Thursday, March 28, 2024

DTI chief: Online barter taxable only if part of regular business

After getting swamped in social media, Department of Trade and Industry (DTI) secretary Ramon Lopez clarified on Wednesday, July 15, that online barter will only become taxable if it is done in the ordinary course of business.

DTI secretary Ramon Lopez. (Malacanang photo)

“[The] DTI would like to clarify that personal transactions not in the course of trade and business are not covered by registration requirements, and is therefore, not subject to tax,” Lopez said in a statement.

The trade chief said online barter – as well as other online transactions — is subject to tax if it has become part of a regular commerce or business. “However, local barter trade activities with less than P3 million gross sales per year may avail of value added tax (VAT) exemption,” he said.

Lopez stressed that barter is regulated under Executive Order (EO) No. 64 signed by Pres. Rodrigo Duterte in 2018. The EO also established the Mindanao Barter Council, tasked to supervise and coordinate barter activities in the Philippines.

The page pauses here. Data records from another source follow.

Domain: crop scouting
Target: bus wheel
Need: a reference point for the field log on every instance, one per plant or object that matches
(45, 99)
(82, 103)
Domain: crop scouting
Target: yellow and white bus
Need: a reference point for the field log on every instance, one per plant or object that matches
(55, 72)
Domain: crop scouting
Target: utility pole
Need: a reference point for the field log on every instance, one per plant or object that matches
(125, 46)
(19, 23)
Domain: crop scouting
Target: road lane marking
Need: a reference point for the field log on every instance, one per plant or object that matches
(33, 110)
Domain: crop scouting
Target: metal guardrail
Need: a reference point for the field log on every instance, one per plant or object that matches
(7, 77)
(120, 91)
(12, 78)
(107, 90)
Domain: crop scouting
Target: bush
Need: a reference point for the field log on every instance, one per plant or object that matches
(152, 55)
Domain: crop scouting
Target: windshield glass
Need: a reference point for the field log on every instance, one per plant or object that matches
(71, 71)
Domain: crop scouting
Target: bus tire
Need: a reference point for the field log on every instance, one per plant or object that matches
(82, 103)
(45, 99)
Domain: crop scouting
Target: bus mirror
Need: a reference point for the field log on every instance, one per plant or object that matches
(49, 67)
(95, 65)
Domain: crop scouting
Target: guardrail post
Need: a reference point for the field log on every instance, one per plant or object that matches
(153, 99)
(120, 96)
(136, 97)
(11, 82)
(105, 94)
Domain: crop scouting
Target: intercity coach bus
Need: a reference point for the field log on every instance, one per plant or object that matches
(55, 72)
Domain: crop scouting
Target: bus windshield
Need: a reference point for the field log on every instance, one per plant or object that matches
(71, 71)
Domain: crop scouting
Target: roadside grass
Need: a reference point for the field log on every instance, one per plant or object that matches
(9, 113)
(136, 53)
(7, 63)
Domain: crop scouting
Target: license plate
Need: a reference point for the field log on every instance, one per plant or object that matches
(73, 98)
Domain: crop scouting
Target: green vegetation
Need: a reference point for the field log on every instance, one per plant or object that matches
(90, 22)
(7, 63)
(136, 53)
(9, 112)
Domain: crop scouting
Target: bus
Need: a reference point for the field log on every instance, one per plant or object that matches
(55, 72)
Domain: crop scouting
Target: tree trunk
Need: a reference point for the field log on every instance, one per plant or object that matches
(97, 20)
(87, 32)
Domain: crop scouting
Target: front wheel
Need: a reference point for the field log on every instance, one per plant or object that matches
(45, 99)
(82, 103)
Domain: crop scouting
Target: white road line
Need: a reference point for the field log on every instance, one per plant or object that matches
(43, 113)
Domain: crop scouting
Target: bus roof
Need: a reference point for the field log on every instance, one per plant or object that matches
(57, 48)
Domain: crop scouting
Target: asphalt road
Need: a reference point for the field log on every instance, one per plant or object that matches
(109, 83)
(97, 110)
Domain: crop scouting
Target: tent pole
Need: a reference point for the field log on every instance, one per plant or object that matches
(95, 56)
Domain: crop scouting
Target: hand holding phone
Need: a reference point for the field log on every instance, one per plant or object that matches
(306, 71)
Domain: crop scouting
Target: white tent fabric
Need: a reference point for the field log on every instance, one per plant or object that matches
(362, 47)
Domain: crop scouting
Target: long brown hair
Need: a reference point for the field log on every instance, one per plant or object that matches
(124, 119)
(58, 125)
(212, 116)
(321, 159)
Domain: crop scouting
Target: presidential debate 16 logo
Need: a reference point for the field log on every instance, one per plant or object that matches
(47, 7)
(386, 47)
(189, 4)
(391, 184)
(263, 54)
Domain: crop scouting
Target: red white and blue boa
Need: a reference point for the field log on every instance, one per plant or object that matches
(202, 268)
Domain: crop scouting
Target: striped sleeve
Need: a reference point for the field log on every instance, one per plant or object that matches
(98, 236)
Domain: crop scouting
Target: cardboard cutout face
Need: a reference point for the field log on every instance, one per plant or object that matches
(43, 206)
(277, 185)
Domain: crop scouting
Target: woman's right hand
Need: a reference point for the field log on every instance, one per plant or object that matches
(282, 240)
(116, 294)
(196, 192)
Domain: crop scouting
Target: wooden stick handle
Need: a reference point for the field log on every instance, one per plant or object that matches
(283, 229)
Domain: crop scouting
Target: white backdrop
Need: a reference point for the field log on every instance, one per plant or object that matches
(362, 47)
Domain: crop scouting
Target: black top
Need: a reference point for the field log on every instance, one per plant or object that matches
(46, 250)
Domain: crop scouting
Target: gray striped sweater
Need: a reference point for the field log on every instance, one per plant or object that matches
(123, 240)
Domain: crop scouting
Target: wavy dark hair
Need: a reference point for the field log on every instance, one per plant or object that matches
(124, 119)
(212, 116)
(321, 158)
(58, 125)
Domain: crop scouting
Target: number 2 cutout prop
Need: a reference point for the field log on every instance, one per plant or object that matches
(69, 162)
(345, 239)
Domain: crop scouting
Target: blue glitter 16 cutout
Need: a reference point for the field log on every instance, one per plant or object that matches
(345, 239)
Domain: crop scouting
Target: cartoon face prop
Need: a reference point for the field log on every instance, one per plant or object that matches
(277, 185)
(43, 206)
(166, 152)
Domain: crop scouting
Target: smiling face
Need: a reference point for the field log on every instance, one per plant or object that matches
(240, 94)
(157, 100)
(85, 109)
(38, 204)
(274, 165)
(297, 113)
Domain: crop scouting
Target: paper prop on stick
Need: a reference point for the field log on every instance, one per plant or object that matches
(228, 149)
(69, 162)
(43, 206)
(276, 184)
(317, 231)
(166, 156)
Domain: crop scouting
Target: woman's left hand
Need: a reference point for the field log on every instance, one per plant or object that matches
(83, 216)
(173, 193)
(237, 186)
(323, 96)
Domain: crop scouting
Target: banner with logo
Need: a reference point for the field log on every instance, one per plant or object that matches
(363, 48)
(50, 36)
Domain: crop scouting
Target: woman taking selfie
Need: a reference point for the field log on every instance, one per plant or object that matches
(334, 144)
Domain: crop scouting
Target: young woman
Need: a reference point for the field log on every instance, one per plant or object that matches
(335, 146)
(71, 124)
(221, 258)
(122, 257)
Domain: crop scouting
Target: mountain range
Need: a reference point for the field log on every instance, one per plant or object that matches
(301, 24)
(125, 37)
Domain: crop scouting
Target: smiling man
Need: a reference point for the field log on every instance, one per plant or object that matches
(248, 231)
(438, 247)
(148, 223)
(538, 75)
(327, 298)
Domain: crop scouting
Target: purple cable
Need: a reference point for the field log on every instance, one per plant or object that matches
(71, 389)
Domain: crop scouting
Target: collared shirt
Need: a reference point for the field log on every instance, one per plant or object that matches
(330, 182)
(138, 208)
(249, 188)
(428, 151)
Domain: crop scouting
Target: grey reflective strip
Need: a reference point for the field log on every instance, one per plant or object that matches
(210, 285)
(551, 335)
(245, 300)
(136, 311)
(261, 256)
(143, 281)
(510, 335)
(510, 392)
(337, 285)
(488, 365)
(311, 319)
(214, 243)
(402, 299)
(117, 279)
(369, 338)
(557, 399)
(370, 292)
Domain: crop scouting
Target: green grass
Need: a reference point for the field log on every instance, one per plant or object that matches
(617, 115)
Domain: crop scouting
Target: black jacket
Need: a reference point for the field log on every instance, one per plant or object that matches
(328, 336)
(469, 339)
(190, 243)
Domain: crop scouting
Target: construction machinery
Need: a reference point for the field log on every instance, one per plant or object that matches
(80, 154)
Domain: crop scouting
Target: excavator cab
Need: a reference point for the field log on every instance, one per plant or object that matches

“This EO stresses that barter trade is only allowed in three areas, namely in Siasi and Jolo in Sulu and Bongao in Tawi-Tawi. Outside those areas, barter trading across borders is not allowed,” he added.

Lopez said that while there is no clear prohibition against local barter trade, such transactions are still subject to regulation and should be registered.

“This is what I meant as illegal — those done in other areas or if done online and cross border, or as a regular business in the course of trade — as these are not registered and not taxed,” he said.

Sen. Ralph Recto, meanwhile, said the DTI should further clarify that no law is being violated by neighbors swapping goods in community chat groups.

“When you exchange a tax-paid shirt too small for you for tax-paid shorts too big for your friend, where is the revenue loss for the government?” he asked in statement.

Recto said the government is better off spending its energy going after POGOs than millennials swapping their sneakers for goods they like.

“Where is the harm to the economy in a farmer swapping his pig for a secondhand computer for his child’s use, unlike the clear sabotage done by smugglers who bring in pork cuts by the boatload?” he queried.

The lawmaker said bartering is a fixture of life in many rural communities where a bag of rice is traded for a basket of vegetables and money is not always the medium of exchange.

“This ancient practice is even evident in our language. ‘Palit’ in Tagalog means ‘exchange’, but in Cebuano it is the word for ‘buy’,” he said.

“To survive the economic crunch of the lockdown, people are bartering unused and surplus household items, not to monetize them, but for goods they need. Previously loved items are being rehomed.”

Recto said people are doing online barter not to get rich, but to get by. “Bartering is the people’s way of generating economic activity. How can this be wrong?”